L’affaire a été fixée au 11 janvier 2022 .
Au-delà de ce qui sera repris pour les besoins de la discussion et faisant application en l’espèce des dispositions de l’article 455 du Code de procédure civile, la cour entend se référer pour l’exposé plus ample des moyens et prétentions des parties aux dernières de leurs écritures visées ci-dessous.
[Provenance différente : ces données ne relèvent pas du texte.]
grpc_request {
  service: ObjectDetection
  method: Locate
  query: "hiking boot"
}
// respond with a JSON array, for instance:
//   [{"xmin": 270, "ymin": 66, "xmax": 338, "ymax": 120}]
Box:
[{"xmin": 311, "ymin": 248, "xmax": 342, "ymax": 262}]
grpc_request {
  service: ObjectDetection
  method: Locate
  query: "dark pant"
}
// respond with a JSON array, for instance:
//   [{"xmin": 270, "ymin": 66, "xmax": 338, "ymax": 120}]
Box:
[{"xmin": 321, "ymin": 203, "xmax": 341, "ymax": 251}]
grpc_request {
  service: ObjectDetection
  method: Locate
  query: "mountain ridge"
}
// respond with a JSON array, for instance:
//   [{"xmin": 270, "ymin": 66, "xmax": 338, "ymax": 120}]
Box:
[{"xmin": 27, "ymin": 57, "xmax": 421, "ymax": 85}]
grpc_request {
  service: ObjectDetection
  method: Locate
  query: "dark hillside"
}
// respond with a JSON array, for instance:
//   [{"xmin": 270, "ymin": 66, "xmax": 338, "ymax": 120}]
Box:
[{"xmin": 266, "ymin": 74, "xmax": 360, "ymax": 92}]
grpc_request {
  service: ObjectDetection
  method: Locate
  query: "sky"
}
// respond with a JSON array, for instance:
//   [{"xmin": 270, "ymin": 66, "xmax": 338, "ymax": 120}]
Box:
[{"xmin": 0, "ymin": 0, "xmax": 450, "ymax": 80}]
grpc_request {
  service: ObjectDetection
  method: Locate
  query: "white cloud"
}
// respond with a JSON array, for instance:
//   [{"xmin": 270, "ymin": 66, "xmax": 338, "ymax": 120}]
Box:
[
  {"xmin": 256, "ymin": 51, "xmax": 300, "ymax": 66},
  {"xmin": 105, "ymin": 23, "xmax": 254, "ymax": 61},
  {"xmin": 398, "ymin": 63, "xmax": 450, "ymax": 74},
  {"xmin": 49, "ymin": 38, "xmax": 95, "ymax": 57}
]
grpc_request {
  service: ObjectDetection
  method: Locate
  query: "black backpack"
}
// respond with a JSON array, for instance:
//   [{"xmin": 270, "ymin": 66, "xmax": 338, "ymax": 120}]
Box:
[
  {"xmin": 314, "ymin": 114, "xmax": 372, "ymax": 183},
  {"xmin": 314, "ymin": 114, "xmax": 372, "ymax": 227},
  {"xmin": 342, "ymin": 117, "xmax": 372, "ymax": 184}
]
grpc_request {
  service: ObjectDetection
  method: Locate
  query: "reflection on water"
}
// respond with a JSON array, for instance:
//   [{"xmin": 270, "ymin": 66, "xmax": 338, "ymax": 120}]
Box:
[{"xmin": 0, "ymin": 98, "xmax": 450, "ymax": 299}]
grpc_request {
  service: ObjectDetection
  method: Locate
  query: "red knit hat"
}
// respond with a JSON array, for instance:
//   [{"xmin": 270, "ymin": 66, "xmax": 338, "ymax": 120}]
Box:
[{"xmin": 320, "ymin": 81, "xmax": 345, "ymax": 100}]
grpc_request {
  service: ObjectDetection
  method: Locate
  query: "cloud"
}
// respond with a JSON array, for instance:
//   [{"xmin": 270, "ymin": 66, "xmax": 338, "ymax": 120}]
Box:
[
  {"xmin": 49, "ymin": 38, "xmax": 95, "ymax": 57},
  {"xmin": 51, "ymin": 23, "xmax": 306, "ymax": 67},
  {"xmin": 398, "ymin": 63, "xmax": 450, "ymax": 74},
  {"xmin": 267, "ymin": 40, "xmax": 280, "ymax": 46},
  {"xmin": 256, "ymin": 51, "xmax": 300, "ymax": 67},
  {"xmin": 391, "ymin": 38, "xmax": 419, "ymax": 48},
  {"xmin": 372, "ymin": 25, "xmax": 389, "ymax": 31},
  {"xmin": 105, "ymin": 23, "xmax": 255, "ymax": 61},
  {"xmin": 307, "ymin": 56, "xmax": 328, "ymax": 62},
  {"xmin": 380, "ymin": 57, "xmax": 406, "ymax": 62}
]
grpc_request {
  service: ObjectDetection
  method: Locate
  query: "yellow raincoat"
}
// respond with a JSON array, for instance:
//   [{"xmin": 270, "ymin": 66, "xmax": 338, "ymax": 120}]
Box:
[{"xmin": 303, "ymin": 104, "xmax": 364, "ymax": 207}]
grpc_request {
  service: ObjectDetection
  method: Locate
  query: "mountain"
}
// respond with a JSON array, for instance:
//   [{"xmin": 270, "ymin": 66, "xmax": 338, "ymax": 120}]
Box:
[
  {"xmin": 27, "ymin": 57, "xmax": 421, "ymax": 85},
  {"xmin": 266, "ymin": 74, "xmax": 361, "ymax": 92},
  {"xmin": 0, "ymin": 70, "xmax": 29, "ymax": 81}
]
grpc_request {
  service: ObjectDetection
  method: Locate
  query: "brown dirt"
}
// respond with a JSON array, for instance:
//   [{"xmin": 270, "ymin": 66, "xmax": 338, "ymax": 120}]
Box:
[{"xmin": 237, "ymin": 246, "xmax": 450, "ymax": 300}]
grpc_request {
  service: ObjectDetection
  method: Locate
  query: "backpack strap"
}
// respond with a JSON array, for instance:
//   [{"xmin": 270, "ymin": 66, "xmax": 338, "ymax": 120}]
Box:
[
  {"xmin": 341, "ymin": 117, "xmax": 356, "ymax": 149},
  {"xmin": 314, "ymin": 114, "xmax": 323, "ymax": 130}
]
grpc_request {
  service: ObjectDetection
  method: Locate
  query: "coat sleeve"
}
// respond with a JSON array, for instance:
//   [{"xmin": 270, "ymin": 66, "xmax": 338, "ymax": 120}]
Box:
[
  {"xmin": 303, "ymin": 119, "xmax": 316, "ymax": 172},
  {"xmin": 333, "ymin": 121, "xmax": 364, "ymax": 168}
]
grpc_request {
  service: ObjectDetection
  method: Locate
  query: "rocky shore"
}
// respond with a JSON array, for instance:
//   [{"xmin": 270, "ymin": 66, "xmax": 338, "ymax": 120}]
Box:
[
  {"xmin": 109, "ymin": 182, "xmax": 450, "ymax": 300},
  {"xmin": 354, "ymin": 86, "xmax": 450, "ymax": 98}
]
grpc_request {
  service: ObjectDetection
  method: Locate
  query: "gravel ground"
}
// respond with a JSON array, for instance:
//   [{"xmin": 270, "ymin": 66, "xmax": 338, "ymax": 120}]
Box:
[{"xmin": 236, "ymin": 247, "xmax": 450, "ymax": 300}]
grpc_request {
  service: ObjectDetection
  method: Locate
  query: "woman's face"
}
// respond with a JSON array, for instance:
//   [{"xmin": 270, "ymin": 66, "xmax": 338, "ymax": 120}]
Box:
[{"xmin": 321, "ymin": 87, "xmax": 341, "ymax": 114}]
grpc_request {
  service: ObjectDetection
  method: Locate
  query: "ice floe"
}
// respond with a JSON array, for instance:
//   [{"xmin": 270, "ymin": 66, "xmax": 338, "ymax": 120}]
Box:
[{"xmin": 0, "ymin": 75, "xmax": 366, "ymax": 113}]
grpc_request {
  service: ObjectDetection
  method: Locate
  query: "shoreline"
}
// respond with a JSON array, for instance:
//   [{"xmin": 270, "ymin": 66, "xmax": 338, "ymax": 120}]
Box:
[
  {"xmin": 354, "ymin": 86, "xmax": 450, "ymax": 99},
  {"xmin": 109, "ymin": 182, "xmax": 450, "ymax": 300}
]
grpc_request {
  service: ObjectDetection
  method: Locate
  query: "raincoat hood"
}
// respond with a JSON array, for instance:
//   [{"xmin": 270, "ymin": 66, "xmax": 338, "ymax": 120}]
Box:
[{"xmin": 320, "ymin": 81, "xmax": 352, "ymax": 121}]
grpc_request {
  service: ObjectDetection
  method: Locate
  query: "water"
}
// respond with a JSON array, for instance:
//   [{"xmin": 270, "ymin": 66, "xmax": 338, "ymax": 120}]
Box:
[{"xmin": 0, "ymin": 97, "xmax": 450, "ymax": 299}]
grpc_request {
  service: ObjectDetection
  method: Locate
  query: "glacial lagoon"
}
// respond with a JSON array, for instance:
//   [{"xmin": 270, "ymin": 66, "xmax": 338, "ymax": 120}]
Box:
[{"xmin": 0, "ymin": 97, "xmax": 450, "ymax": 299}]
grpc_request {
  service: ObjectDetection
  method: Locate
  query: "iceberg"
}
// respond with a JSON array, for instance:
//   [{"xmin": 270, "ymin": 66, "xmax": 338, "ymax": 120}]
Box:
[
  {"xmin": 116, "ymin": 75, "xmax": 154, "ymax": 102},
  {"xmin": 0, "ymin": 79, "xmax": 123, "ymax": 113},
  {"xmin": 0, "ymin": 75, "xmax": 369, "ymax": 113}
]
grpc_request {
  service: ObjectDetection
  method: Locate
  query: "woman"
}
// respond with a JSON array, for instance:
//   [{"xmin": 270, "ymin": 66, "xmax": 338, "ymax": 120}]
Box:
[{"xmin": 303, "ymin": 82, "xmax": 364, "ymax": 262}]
PRÉTENTIONS ET MOYENS DES PARTIES :
Vu les conclusions notifiées le 10 novembre 2021 par la SARL MJLA, Liquidateur Judiciaire de la SAS Promotion Investissement en lieu et place de Me M-N Y, son gérant, représentée par la SCP Delaere Philippe en vertu d’une ordonnance de la Présidente du Tribunal Judiciaire de TARBES en date du 16 Septembre 2021 , qui demande à la Cour de :
Infirmer le Jugement de première instance,
Vu les pièces communiquées,
Vu les articles 1134 et 1147 du Code Civil,
Déclarer la société G entièrement responsable en ce qu’elle a manqué à ses obligations contractuelles (devoir de conseil) en soumettant l’achat des véhicules PIAGGIO et TOUAREG à la déduction de la TVA ,
En conséquence,
La Condamner à payer à la SELARL MJPA, ès qualité, la somme de 53535 €
correspondant à :
- 41.577 € au titre de la taxation sur les véhicules de société et de la taxe de la valeur ajoutée
- 11.958 € au titre des majorations et pénalités de retard
Les intérêts légaux à compter de la décision à intervenir
La condamner au paiement de la somme de 3000 € sur le fondement de l’article 700
du CPC outre aux entiers dépens.
****
Vu les conclusions notifiées le 23 février 2021 par l’EURL G H, qui demande à la Cour de
Juger l’appel interjeté par F Y en qualité de liquidateur à la liquidation judiciaire de la SAS Promotion et Investissement à l’encontre du jugement rendu le 28 septembre 2020 par le Tribunal de Commerce de L recevable mais mal fondé ;
- En conséquence, confirmer le jugement entrepris dans toutes ses dispositions, en ce qu’il a :
- dit que la société G H et M X n’ont pas manqué à leurs obligations contractuelles,
- débouté la société Promotion et Investissement de l’intégralité de ses demandes, fins et conclusions ainsi que Me Y, ès-qualités, intervenant volontaire,
- condamné la société Promotion et Investissement au paiement à la société G H de la somme de 1.000 € sur le fondement de l’article 700 du Code de Procédure Civile,
- condamné la société Promotion et Investissement aux entiers dépens, dont les frais de greffe liquidés à la somme de 115,46 € ;
Subsidiairement :
- Dans l’hypothèse où, par impossible, la Cour devait estimer que le cabinet G H a commis une faute dans l’exercice de son devoir de conseil, juger que la SAS Promotion et Investissement représentée par F Y, en qualité de liquidateur, ne justifie pas d’un préjudice indemnisable ;
- En conséquence, débouter F Y, ès qualités, de toutes ses demandes, fins et conclusions ;
- En tout état de cause, condamner F Y, ès qualités, à régler au cabinet G H une indemnité de 4.000 euros sur le fondement de l’article 700 du Code de Procédure Civile ;
- Condamner enfin F Y, ès qualités, aux entiers dépens de la présente instance.
MOTIVATION :
Sur la procédure :
Il convient de recevoir en son intervention la SARL MJLA, liquidateur judiciaire de la SAS Promotion Investissement, en lieu et place de Me M-N Y, son gérant, représentée par la SCP Delaere Philippe en vertu d’une ordonnance de madame la présidente du Tribunal Judiciaire de TARBES en date du 16 Septembre 2021.
Au fond :
A titre liminaire, il est rappelé que selon les pièces versées aux débats, la SAS Promotion Investissement a fait l’objet d’un redressement de TVA sur des véhicules qu’elle a acquis pour les besoins de son exploitation, à savoir deux scooters de marque Piaggio, facturés le 16 juillet 2012, et un véhicule de type VP Touareg V6 TDI de marque Volkswagen immatriculé CK 152 SL, facturé le 14 septembre 2012, mais également d’une rectification de TVA pour chiffre d’affaires non comptabilisé ou défaut de justificatif.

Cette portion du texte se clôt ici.